Los niños se apartaron a un lado, mientras los botes iban a parar al suelo, repiqueteando. El señor y la señora Hollister y los clientes que había en la tienda llegaron corriendo, para ver qué pasaba y quién era el que había dado el grito de advertencia.
—Menos mal que he avisado a tiempo —dijo un hombre de edad que ahora se encontraba junto a los niños. Era alto, delgado y de ojos brillantes.
—Muchas gracias —dijo el señor Hollister—. Ricky, Pete y Pam podían haber recibido serias heridas.
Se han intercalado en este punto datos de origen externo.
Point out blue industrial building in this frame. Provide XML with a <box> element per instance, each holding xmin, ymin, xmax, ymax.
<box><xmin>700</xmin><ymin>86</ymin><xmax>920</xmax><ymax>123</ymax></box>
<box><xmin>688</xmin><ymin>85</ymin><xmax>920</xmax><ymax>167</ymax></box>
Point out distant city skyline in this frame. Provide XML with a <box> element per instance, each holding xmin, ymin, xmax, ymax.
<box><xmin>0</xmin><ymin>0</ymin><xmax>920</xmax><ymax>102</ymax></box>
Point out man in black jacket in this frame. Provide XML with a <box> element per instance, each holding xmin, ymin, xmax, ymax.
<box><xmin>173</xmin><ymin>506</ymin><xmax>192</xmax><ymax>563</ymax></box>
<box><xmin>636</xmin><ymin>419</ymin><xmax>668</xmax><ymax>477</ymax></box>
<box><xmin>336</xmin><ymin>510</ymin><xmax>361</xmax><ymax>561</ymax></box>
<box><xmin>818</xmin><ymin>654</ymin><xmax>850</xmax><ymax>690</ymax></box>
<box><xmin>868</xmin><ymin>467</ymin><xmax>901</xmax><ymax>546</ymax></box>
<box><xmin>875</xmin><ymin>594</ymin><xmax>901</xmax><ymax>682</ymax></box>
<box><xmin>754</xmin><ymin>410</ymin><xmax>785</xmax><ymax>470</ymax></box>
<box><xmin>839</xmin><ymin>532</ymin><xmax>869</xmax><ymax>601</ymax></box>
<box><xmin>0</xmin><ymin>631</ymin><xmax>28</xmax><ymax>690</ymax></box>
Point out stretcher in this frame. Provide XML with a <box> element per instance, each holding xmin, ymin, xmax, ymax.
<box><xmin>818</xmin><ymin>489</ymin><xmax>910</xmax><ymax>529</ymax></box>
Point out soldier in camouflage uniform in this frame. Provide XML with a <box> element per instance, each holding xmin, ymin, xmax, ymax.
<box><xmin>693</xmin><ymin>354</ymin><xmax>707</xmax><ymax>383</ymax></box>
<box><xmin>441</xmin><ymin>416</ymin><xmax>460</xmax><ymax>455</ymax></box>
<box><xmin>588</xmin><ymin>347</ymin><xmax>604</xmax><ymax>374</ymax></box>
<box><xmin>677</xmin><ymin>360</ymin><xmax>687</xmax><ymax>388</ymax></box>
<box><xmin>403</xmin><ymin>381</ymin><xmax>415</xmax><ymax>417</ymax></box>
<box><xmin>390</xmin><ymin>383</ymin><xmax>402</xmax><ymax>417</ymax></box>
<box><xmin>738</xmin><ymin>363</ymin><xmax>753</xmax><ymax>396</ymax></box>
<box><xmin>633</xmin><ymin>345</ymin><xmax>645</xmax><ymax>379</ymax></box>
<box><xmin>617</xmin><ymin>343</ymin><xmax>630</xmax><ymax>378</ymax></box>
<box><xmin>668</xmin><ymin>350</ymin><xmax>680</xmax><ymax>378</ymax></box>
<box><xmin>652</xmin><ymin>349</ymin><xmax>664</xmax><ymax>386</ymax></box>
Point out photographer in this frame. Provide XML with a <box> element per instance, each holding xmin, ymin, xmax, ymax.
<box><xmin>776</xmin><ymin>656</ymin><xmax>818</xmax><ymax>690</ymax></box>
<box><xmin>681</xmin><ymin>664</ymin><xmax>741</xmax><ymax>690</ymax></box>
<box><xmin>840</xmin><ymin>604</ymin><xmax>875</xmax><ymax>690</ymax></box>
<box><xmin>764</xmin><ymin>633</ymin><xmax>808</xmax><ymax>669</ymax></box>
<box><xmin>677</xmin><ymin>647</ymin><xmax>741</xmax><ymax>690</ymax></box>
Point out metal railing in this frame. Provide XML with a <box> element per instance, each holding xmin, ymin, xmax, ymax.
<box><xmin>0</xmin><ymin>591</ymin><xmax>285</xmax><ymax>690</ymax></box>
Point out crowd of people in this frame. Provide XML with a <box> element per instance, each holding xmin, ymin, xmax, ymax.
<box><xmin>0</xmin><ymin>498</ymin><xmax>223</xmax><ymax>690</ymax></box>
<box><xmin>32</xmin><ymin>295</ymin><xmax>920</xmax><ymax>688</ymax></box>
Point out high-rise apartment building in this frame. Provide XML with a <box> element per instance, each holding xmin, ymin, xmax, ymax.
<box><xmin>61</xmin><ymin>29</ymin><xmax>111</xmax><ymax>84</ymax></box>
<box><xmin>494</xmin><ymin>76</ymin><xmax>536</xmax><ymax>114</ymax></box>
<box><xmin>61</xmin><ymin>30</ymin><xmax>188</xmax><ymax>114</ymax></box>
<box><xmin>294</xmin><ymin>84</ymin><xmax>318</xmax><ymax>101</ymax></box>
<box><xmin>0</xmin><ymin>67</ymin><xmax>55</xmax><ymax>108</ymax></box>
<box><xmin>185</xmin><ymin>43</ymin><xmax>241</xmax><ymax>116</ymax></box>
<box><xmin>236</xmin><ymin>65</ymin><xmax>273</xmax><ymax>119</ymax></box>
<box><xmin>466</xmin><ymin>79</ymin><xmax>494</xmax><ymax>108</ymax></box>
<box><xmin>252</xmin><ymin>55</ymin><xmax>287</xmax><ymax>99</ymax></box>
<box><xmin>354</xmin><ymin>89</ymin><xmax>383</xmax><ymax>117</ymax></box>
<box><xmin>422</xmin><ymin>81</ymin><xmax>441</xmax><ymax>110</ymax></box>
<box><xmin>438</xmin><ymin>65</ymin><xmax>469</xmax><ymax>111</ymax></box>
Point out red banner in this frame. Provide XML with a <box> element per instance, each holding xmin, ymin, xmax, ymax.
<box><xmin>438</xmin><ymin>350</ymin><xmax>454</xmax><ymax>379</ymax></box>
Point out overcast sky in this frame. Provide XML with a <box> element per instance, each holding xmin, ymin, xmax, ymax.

No puedo comprender cómo se han venido abajo.
—Los empujó un muchacho —explicó el desconocido—. No sé quién es, pero le he visto salir corriendo por esa puerta lateral.
Al oír pronunciar la palabra «muchacho». Pete echó a correr hacia la puerta lateral y el callejón que daba a la avenida. Vio que un chico desaparecía por la esquina. Pete intentó alcanzarle, pero pronto lo perdió de vista.
—Puede que fuera Joey —dijo Pete, pensativo—. Ya lo averiguaré.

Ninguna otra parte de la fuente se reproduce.